Our morning ritual was becoming familiar: we woke at the crack of dawn, and while still dark, fumbled to take down camp, pack our things, and set off to a new location. We skipped breakfast as we planned on eating once we arrived in Gustavus from Juneau. The flight was only 30 minutes, after all.
Unfortunately, our flight was delayed nearly four hours due to weather, leaving us three and a half hours too long to spend exploring the Juneau airport. We scavenged for breakfast, but as there was only one restaurant in the entire airport (not recommended by the flight crew), we ate a gas station type meal of string cheese and coffee.
The only flights to Gustavus left from Juneau on puddle jumper 1960s era Cessna-like airplanes that wibble-wobbled with each and every light gust of wind. The interiors were so tiny, that for safety reasons everything had to be checked in, even things like water bottles and camera bags. I’m mentioning this because had I known we would spend 4 hours in that airport, I would have at least not packed my cell phone or Kindle or food…
I usually love airports, but after memorizing every square inch of that airport (something that could be easily accomplished in 30 minutes), I became extremely restless. There were only so many cups of coffee one could drink, tabloids one can read, and stuffed bears one can photograph.
I cannot tell you how much I love this photo. It’s so tragically weird.
Finally, we were given the go-ahead to load our kidney-red shell of a plane. Our pilot was a girl who looked about 22 years old, and even she was about 5 years older than most of the pilots we saw. I didn’t have much confidence in this combination of old, busted plane and young whippersnapper, but then I didn’t have much of a choice.
Flights like these by small, independent flight companies were really common in Alaska, and for all I know they were safer than flying on a jet. In flight, it certainly didn’t feel that way. It felt as if the plane had been launched by a sling shot mechanism, and was essentially free floating along its trajectory for exactly 30 minutes, at which point it just happened to land in Gustavus. I also had an inkling that the ‘electronics’ on board the plane wss really just a dummy logistics screen/prop displaying some previously recorded video of a flight simulator (running a VHS tape attached below the dashboard, I’m sure) that ran on a loop.
Needless to say, I was really happy when we landed.
Once in Gustavus, we packed in a shuttle with a bunch of Euros wearing massive amounts of cologne and headed to Glacier Bay Lodge.

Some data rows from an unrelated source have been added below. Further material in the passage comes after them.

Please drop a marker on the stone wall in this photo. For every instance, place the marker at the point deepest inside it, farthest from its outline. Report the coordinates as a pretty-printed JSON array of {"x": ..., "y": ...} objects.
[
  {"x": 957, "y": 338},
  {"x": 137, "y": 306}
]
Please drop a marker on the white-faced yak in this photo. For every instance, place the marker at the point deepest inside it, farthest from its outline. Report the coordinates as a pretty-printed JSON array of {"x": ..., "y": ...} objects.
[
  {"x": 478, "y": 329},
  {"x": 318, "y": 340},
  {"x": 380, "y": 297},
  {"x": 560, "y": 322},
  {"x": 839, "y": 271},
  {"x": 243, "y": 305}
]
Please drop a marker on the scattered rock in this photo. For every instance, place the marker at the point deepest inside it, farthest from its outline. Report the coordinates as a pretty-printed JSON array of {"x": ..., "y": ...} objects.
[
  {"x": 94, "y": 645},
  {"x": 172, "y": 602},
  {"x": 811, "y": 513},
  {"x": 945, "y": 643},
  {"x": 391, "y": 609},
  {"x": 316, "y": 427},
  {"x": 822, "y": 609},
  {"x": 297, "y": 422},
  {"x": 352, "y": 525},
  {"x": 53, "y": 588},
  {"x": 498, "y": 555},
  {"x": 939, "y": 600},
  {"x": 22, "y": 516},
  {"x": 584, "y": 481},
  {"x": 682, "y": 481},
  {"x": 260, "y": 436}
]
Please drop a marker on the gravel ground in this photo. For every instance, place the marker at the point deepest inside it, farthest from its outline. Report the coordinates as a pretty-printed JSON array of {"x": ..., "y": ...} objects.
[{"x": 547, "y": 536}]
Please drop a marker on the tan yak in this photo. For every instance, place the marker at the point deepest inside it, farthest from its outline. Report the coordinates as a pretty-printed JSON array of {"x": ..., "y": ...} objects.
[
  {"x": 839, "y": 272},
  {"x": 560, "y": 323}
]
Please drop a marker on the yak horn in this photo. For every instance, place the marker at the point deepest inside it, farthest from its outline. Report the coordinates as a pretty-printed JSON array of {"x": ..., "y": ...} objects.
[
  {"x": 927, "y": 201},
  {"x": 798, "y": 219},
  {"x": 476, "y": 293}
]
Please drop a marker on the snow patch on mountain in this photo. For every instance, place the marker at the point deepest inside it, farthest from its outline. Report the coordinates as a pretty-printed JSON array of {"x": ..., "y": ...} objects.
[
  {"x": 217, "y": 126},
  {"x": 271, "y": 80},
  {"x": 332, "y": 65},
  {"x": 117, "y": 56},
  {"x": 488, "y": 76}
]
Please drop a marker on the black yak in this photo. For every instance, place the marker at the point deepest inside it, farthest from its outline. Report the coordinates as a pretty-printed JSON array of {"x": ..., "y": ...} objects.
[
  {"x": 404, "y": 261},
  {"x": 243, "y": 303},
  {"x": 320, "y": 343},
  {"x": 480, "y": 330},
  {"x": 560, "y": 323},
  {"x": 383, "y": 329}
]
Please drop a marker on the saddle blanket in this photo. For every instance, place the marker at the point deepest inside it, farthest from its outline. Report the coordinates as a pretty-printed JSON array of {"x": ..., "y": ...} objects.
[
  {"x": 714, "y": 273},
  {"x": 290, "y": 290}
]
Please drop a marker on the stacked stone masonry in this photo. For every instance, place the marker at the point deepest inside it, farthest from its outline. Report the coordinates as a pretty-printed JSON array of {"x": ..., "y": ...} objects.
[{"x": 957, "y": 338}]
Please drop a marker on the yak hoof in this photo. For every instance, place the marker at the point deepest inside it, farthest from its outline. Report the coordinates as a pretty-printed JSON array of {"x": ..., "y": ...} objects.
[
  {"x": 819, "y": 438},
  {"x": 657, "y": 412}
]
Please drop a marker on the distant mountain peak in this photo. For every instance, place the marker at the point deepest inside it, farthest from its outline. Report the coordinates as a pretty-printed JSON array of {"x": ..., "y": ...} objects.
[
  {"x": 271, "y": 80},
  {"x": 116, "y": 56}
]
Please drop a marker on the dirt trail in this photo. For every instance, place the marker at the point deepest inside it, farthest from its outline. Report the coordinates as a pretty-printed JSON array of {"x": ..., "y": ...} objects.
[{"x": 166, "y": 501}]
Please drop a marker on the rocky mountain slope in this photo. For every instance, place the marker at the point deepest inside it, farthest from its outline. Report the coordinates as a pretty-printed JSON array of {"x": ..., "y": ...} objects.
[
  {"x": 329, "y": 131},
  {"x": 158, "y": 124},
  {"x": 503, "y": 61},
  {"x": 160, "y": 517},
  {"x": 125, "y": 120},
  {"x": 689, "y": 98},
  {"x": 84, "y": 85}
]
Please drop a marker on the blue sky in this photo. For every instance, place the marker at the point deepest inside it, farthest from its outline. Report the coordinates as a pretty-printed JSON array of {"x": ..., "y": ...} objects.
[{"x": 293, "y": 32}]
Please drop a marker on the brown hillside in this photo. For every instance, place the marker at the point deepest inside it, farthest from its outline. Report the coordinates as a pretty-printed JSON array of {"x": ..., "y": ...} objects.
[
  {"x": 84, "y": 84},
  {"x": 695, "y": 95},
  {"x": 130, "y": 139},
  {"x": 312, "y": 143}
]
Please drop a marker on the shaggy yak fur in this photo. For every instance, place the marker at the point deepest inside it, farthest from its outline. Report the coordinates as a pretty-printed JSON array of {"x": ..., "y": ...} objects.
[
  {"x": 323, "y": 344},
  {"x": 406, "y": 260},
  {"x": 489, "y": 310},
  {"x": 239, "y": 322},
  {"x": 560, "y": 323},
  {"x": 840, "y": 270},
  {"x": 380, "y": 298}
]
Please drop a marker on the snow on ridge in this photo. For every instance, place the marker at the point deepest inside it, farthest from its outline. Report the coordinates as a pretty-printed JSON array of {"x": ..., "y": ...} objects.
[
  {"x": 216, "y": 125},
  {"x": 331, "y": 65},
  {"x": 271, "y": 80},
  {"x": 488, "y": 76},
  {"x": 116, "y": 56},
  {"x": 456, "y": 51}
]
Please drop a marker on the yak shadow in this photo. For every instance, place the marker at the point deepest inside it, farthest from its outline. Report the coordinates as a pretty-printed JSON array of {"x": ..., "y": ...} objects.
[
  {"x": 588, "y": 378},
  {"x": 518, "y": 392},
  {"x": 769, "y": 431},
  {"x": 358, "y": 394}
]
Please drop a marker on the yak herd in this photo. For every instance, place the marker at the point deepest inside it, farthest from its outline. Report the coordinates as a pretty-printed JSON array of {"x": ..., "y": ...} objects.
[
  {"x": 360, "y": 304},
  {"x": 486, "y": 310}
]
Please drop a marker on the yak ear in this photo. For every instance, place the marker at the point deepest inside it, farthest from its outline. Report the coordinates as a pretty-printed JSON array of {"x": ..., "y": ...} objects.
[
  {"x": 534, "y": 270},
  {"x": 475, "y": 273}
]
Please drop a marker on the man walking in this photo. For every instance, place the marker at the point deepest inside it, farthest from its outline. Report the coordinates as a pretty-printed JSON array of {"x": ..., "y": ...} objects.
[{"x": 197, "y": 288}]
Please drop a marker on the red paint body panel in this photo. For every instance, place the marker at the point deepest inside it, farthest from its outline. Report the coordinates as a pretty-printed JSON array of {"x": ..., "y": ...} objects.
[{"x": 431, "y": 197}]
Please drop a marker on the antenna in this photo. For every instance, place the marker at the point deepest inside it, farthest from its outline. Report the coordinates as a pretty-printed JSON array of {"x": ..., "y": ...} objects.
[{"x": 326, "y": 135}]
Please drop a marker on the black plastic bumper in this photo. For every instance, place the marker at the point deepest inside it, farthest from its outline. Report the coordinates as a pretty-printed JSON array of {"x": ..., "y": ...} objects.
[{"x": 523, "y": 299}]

Glacier Bay National Park, our destination for the next couple of days, was located seven miles from the tiny town of Gustavus. To give an idea of the size of this town, there are 200 people that live there in the winter, and 400 in the summer. The one school in town graduated three students last year – they were all brothers (a bit Little House on the Prairie unless they were triplets…?) It’s a sleepy town set amid pristine wilderness and is easily navigable by bike or on foot.
We splurged on hamburgers at the lodge and then hiked the Bartlett Cove Trail to the Bartlett River estuary.
After all that waiting around in airports and airplanes, it was so amazing to finally be outside, stretching our legs, and hiking through such a lush landscape. We saw so many countless varieties of mushrooms and plants and birds in such plenitude, that it would have taken a lifetime to identify them all. We were completely alone on the trail. And although moose and bear were frequently spotted on that trail, we never ran into any.
Gustavus and Glacier Bay were carved out zillions of years ago by moving glaciers, creating a fertile, almost jurassic park-like landscape. Except for all the mud we had to wade through, the trail was, for the most part, flat and easy going.
Most of the trail meandered through light-dappled Sitka Spruce trees. And then, as if by magic, the forest parted and opened up onto a stunning meadow. Once again, we had the place to ourselves.
At the end of our trip in Alaska, I asked Sly what was his favorite place he visited/thing he saw. He said Bartlett Cove, and I agreed. This place was beyond beautiful; it was magical. Immersed in such a pristine natural setting, watching all kinds of animals living as they have always lived, we felt like mere observers of something greater than us; something greater than we could even fathom.
Our day started shaky with bad weather and flight delays, but in some weird way, it felt like it all happened as it should – so that we could sit on a rock on the Bartlett River at that exact moment, and watch the sun sink low in the horizon. We could have stayed on that rock forever. Neither of us wanted to leave.
Back at the lodge, we stuffed ourselves with loadednachos, watched the sunset, and said goodbye to a beautiful day.